RTÉ executive says it faces legal actions from ‘some well-known political figures’

Mrs Justice Susan Denham: the “most obvious problem” is ensuring a fair trial. Photograph: Brenda Fitzsimons / The Irish Times

Mrs Justice Susan Denham: the “most obvious problem” is ensuring a fair trial. Photograph: Brenda Fitzsimons / The Irish Times

 


The questions raised by social media are some of the biggest facing the courts system, the Chief Justice has said.

Mrs Justice Susan Denham said the “most obvious problem” was ensuring a fair trial, given that social media could instantly turn up a plethora of information, “accurate or inaccurate, libellous or complimentary” on jurors, witnesses, defendants, barristers and judges.

There was also a sense that judges getting involved on social media in a professional capacity “might compromise ethical standards.”

“Trying to regulate – for lack of a better word – what goes on in social media is a real challenge,” she said. “How that medium is used in respect of court cases must be guided in some manner. This is becoming one of our biggest challenges.”


Dilemmas
In a speech to mark UN World Press Freedom Day at the Four Courts yesterday, the judge said Twitter posed particular dilemmas in the courtroom. She said: “Let us imagine that following some evidence or remark, a tweet is sent and then the judge rules it inadmissible, or to be ignored by the jury. It must not be reported by the press. But via social media it is already out there.”

So far the media had shown great professionalism in tweeting from court, waiting for evidence or parts of a hearing to complete before doing so, “but it is an area to which we need to be attentive”, she added.

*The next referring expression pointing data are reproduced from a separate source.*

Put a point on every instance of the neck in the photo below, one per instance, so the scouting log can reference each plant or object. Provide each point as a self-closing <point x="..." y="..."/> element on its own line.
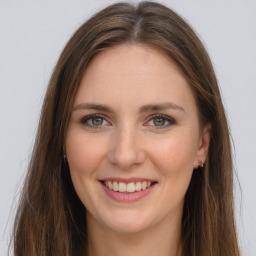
<point x="161" y="240"/>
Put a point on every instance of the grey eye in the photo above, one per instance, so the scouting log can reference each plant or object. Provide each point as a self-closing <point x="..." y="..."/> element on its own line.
<point x="159" y="121"/>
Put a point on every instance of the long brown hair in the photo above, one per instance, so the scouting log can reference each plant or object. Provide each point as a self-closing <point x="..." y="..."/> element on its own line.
<point x="51" y="219"/>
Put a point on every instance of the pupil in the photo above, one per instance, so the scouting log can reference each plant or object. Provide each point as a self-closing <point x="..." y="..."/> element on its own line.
<point x="97" y="121"/>
<point x="159" y="121"/>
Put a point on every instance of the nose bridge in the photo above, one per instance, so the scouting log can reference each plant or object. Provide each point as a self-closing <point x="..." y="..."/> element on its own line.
<point x="126" y="149"/>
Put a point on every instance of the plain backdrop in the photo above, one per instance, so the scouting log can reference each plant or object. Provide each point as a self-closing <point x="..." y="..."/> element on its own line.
<point x="32" y="35"/>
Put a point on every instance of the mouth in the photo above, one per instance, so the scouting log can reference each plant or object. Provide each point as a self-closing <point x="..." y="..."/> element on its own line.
<point x="130" y="187"/>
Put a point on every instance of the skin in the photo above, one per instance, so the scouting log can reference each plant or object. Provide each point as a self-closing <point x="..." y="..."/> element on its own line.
<point x="131" y="143"/>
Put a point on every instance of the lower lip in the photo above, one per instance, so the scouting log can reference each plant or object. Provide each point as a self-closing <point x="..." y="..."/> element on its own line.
<point x="127" y="197"/>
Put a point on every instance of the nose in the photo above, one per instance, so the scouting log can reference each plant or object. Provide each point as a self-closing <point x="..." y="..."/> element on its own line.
<point x="126" y="149"/>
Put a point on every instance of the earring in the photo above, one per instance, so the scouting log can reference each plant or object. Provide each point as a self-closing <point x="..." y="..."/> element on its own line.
<point x="201" y="164"/>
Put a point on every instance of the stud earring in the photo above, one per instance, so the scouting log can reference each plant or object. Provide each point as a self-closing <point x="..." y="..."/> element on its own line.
<point x="201" y="164"/>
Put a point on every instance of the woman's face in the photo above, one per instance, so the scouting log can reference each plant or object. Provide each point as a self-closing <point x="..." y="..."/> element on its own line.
<point x="133" y="139"/>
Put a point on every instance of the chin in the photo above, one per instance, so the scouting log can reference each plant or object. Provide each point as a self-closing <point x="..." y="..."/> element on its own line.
<point x="127" y="223"/>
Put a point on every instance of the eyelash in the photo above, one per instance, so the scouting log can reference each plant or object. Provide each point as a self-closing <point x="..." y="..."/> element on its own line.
<point x="168" y="119"/>
<point x="171" y="121"/>
<point x="85" y="120"/>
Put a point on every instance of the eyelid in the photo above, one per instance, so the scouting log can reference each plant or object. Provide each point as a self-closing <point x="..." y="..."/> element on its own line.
<point x="171" y="121"/>
<point x="84" y="120"/>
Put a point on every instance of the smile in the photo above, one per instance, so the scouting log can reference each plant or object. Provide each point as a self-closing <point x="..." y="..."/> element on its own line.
<point x="130" y="187"/>
<point x="130" y="190"/>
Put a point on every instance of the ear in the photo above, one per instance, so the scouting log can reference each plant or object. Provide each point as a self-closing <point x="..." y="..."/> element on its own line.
<point x="203" y="145"/>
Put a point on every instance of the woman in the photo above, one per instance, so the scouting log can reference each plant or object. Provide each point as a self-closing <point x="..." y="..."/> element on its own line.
<point x="132" y="155"/>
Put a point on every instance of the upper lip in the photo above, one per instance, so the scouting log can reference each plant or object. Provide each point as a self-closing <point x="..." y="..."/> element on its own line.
<point x="127" y="180"/>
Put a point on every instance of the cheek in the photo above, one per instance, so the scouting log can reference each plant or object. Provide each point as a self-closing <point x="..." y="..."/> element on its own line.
<point x="84" y="155"/>
<point x="175" y="155"/>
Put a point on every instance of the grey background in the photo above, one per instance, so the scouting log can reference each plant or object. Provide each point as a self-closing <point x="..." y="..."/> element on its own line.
<point x="32" y="35"/>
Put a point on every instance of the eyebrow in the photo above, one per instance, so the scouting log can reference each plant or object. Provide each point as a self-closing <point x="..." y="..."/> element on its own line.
<point x="142" y="109"/>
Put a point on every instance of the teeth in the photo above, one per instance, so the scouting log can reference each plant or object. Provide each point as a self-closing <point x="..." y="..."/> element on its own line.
<point x="127" y="187"/>
<point x="130" y="187"/>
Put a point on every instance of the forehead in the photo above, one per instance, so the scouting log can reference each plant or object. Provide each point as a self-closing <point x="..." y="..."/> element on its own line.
<point x="133" y="75"/>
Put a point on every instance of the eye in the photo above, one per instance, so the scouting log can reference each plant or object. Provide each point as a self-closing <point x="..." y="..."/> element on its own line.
<point x="94" y="121"/>
<point x="160" y="121"/>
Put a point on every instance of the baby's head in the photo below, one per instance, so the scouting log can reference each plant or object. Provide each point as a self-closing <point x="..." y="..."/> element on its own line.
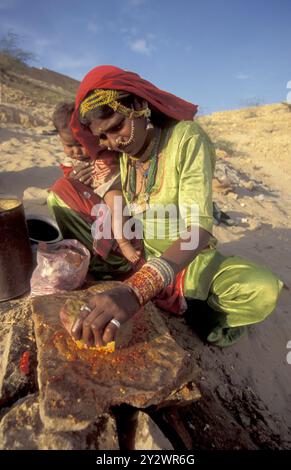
<point x="61" y="120"/>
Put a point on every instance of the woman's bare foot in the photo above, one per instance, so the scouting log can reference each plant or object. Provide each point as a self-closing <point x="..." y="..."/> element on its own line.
<point x="129" y="252"/>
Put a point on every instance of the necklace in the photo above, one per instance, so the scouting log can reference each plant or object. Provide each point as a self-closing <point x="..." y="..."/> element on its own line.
<point x="148" y="175"/>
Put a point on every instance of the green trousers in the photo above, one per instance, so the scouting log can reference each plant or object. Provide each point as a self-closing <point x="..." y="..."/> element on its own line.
<point x="243" y="291"/>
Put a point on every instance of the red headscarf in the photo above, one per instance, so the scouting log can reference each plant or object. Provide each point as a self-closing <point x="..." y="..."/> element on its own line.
<point x="109" y="77"/>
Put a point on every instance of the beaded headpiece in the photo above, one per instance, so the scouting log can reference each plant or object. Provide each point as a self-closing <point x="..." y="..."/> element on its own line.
<point x="110" y="98"/>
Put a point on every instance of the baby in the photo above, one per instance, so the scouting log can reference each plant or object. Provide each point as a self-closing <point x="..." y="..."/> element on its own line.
<point x="101" y="175"/>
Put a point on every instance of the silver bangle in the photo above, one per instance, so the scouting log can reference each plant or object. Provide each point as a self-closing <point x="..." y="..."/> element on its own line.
<point x="164" y="269"/>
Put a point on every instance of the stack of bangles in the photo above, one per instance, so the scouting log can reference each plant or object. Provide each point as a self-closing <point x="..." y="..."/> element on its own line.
<point x="151" y="279"/>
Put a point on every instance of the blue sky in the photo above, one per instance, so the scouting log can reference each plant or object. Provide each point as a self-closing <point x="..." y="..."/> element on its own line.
<point x="220" y="54"/>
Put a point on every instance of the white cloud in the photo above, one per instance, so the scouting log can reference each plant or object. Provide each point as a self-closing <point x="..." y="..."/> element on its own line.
<point x="242" y="76"/>
<point x="141" y="46"/>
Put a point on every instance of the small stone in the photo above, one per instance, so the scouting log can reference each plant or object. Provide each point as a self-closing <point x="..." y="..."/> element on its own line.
<point x="148" y="435"/>
<point x="260" y="197"/>
<point x="22" y="429"/>
<point x="17" y="353"/>
<point x="250" y="185"/>
<point x="232" y="195"/>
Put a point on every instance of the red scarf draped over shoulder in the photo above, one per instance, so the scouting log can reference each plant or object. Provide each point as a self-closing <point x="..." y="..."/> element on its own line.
<point x="109" y="77"/>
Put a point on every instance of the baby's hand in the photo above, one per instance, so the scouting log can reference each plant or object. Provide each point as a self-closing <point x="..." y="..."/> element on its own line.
<point x="83" y="172"/>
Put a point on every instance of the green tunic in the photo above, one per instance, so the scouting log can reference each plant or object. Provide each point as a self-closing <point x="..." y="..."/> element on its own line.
<point x="184" y="177"/>
<point x="243" y="290"/>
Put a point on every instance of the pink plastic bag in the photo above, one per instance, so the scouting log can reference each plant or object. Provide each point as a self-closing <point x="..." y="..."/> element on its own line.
<point x="61" y="267"/>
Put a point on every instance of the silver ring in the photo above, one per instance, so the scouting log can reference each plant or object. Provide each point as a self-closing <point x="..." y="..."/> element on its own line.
<point x="85" y="307"/>
<point x="115" y="322"/>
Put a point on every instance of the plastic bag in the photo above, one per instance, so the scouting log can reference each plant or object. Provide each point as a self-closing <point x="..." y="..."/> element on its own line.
<point x="61" y="267"/>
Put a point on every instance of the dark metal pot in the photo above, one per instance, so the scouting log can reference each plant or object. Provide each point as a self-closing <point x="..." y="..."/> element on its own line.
<point x="16" y="262"/>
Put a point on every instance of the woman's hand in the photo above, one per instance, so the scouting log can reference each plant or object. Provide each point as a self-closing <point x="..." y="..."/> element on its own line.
<point x="82" y="172"/>
<point x="94" y="327"/>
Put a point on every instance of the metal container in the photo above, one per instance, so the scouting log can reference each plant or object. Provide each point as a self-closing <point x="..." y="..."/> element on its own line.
<point x="42" y="229"/>
<point x="16" y="261"/>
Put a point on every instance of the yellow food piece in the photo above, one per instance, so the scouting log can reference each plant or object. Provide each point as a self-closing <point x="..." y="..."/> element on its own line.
<point x="6" y="204"/>
<point x="108" y="348"/>
<point x="73" y="307"/>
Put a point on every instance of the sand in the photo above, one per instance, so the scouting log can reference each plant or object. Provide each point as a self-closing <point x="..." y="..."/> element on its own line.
<point x="253" y="186"/>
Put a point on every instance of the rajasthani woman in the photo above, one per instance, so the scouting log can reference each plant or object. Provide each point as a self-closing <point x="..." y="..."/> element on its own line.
<point x="165" y="159"/>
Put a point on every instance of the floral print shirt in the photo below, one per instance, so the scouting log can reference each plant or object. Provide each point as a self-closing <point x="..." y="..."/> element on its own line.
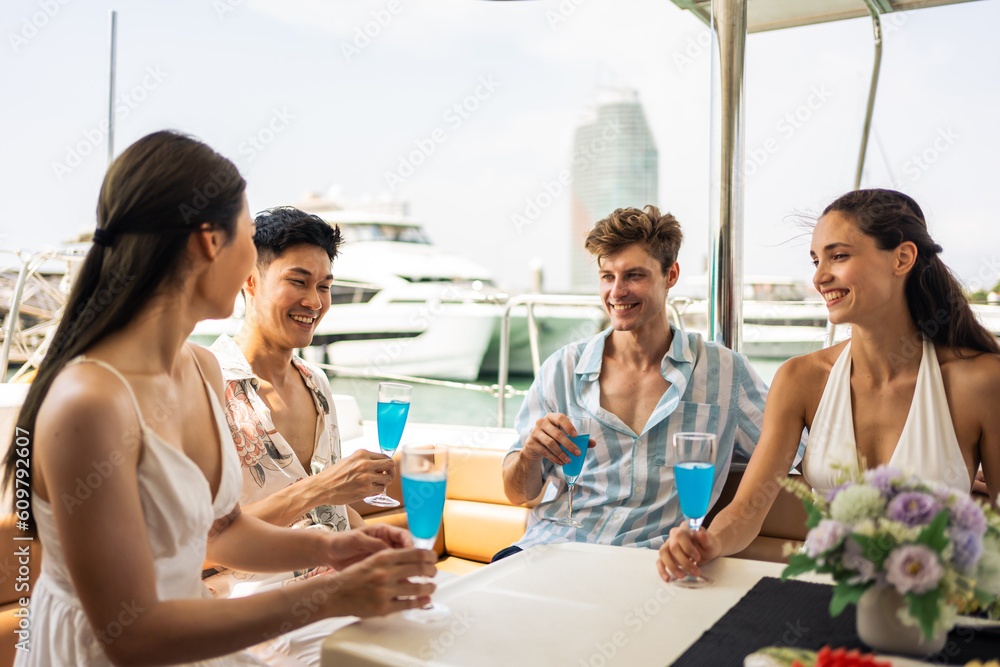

Reflecting on the wider role of the media and the courts, Mrs Denham said it was vital that people have access to proceedings through a vibrant and free media. Only through it could the public gain an informed understanding of what happens in courts and why judges decide as they do – a prerequisite for acceptance of the law and, ultimately, a flourishing democracy. “That the media does so in such an excellent manner is well recognised, maybe not by all of us, all of the time, but by many of us most of the time,” she said.


Freedom of expression
Mrs Denham noted that the right to freedom of expression was not absolute, but that courts were reluctant to restrict the media except “when necessary” to protect the administration of justice.

In a separate address, RTÉ’s managing director of news and current affairs Kevin Bakhurst said one of the ways broadcast news was under pressure was through increased and costly legal challenges and threats.

He said RTÉ was facing legal actions from “some well-known political figures”. While some actions were fair, others were “spurious, expensive and are a public game of who-blinks-first, with a major price tag attached on our side – and where we are dealing with public money.” He added there were “a small number of extremely wealthy and extremely litigious individuals who seek to use the courts to shut down any public debate or discussion of their affairs – which in most cases would be perfectly legitimate areas of exploration or discussion. I think probably enough said on that one.”